New Jersey’s top utilities regulator clashed with the head of the grid manager PJM on Friday over plans to build three new gas-fired power stations in a bid to bring down high retail electricity costs.
Lee Solomon, President of the New Jersey Board of Public Utilities (BPU), rejected criticism from Glen Thomas, President of PJM Power Providers Group, that the proposed generators are unnecessary and would require taxpayer subsidy to build and operate.
“The notion that there’s a government subsidy … that’s completely false and wrong,” Solomon told a roundtable on building new power plants in a deregulated market.
Thomas accused the BPU of backing a plan that would be blocked by the Federal Energy Regulatory Commission if it found that market prices were being manipulated.

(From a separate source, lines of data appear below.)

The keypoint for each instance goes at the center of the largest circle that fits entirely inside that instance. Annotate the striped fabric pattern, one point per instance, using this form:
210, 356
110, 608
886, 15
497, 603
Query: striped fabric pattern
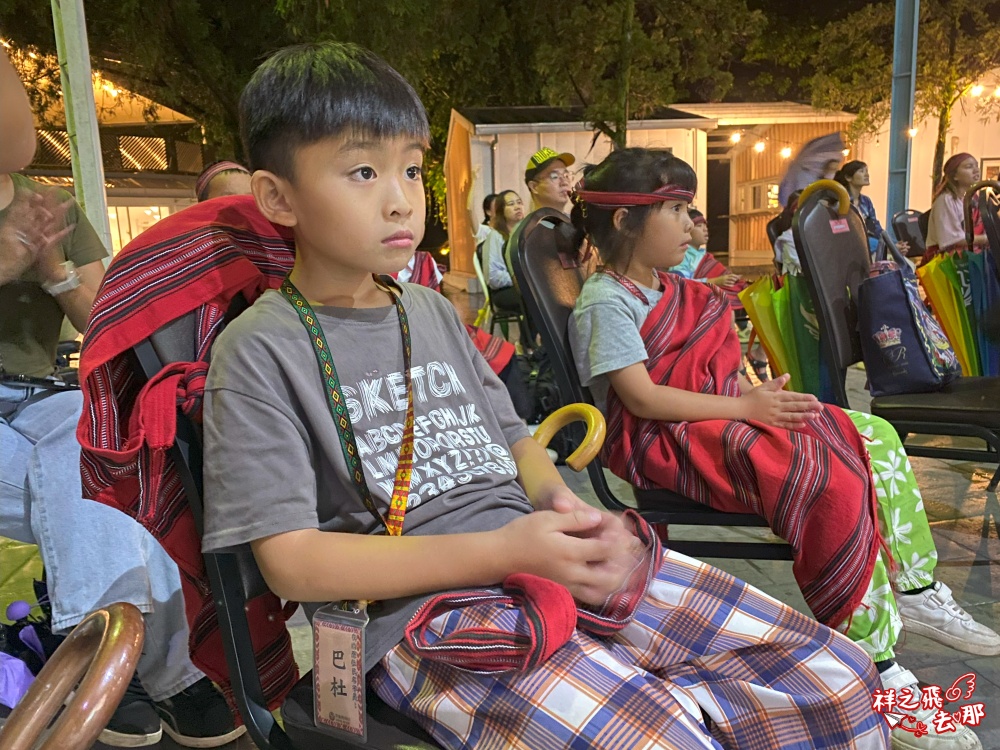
813, 485
709, 268
707, 662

“The challenge before the BPU is (to find) new generation that’s consistent with federal government rules that don’t stick consumers with a bill,” Thomas said.
The Three New Plants
The three plants, with a capacity totaling almost 2,000 MW, were authorized in a law signed by Governor Chris Christie in January, with the aim of bringing down the state’s electricity prices that are among the highest in the US.
The plants would be a 660 MW facility at Old Bridge to be built by NRG’s New Jersey Power Development LLC; a 663 MW plant near Woodbridge to be built by CPV Shore LLC, and 625 MW plant near Newark to be built by Hess Newark LLC. The facilities would become operational between 2015 and 2017.
An agent’s report on the Long-term Capacity Pilot Program, prepared for the BPU, concluded it would have substantial economic benefits by bringing down wholesale electricity prices; environmental benefits by burning natural gas which emits less SO2 and NOx, and community benefits by providing local jobs during the facilities’ 15-year contracts.
It estimated that the new plants would create 2,400 construction jobs over three years, and about 80 full-time equivalent jobs when they become operational.
But the program has been challenged in federal court and at FERC by opponents including PJM, Exelon, and the local utility PSEG, who say that the law could cost taxpayers some $1 billion a year.
Too Much Or Too Little?
At the event organized by the New Jersey news website NJ Spotlight, Solomon suggested that PJM and some utilities oppose the new law because it fears competition from new generators.
“The PJM board is dominated by incumbent generators and transmission companies,” Solomon said.
He argued that the BPU had been trying to craft incentives for the construction of new generating capacity to improve reliability but had been “stymied” by FERC.
Paul Fremont, managing director of equity research at Jefferies & Company, said no new power plants have been built because there is “massive oversupply” of power in the New Jersey market.
“Why would any normal businessman choose to build in an environment of over-supply?” he asked.
But Stefanie Brand, director of the New Jersey Division of Rate Counsel, said there is in fact a shortage of capacity which is threatening the reliability of supply.
“If we are in an oversupply situation, why are we told we face rolling blackouts?” she asked.